Three-year TAVR data shared at TCT 2012


November 5, 2012
Edwards Sapien Valve Partner Clinical Trial Heart Valve Repair

November 5, 2012 — Edwards Lifesciences Corporation announced three-year results of a pivotal clinical study of inoperable patients with severe aortic stenosis treated with the Edwards Sapien transcatheter heart valve. The data from The PARTNER Trial (Cohort B) demonstrated a sustained and increasing survival benefit for Sapien valve patients at three years, as well as significantly less time spent in the hospital. The new results were presented at the 24th annual Transcatheter Cardiovascular Therapeutics (TCT) scientific symposium, sponsored by the Cardiovascular Research Foundation.

The three-year all-cause mortality rate for transcatheter aortic valve replacement (TAVR) patients was 54.1 percent, as compared to 80.9 percent for those patients receiving standard therapy. Despite the advanced age and comorbidities of this inoperable patient population, the mortality rates in the third year of follow-up were 19.3 percent for TAVR patients and 40.3 percent for control. Also of note, TAVR patients experienced a median period of time out of the hospital that was more than two-and-a-half times longer than that of standard therapy patients.

There was a higher stroke rate in the transcatheter group as compared to standard therapy, although the two additional events between the second and third years of follow-up were adjudicated to not be related to the procedure or the device.

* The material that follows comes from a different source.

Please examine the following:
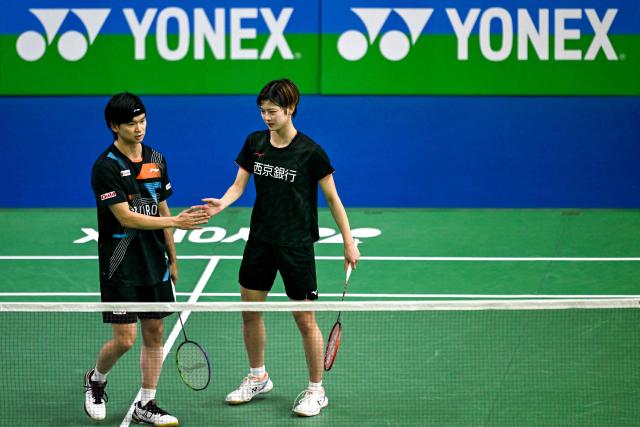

"We are very pleased that the inoperable patients in The PARTNER Trial continued to experience benefits in all the key measures of clinical outcomes. The performance and durability of the Edwards Sapien valve also remained excellent," said Michael A. Mussallem, Edwards' chairman and CEO. "The three-year data further highlight the devastating effects of symptomatic severe aortic stenosis in patients receiving only standard therapy — reinforcing the important role that transcatheter valve replacement plays in the treatment of these patients."

This trial studied 358 patients with severe, symptomatic aortic stenosis deemed inoperable for traditional open-heart surgery. Patients were evenly randomized to receive either the Sapien valve or standard therapy. The U.S Food and Drug Administration (FDA) approved the Sapien valve in November 2011 for the treatment of inoperable patients, and also approved Sapien for high-risk surgical patients.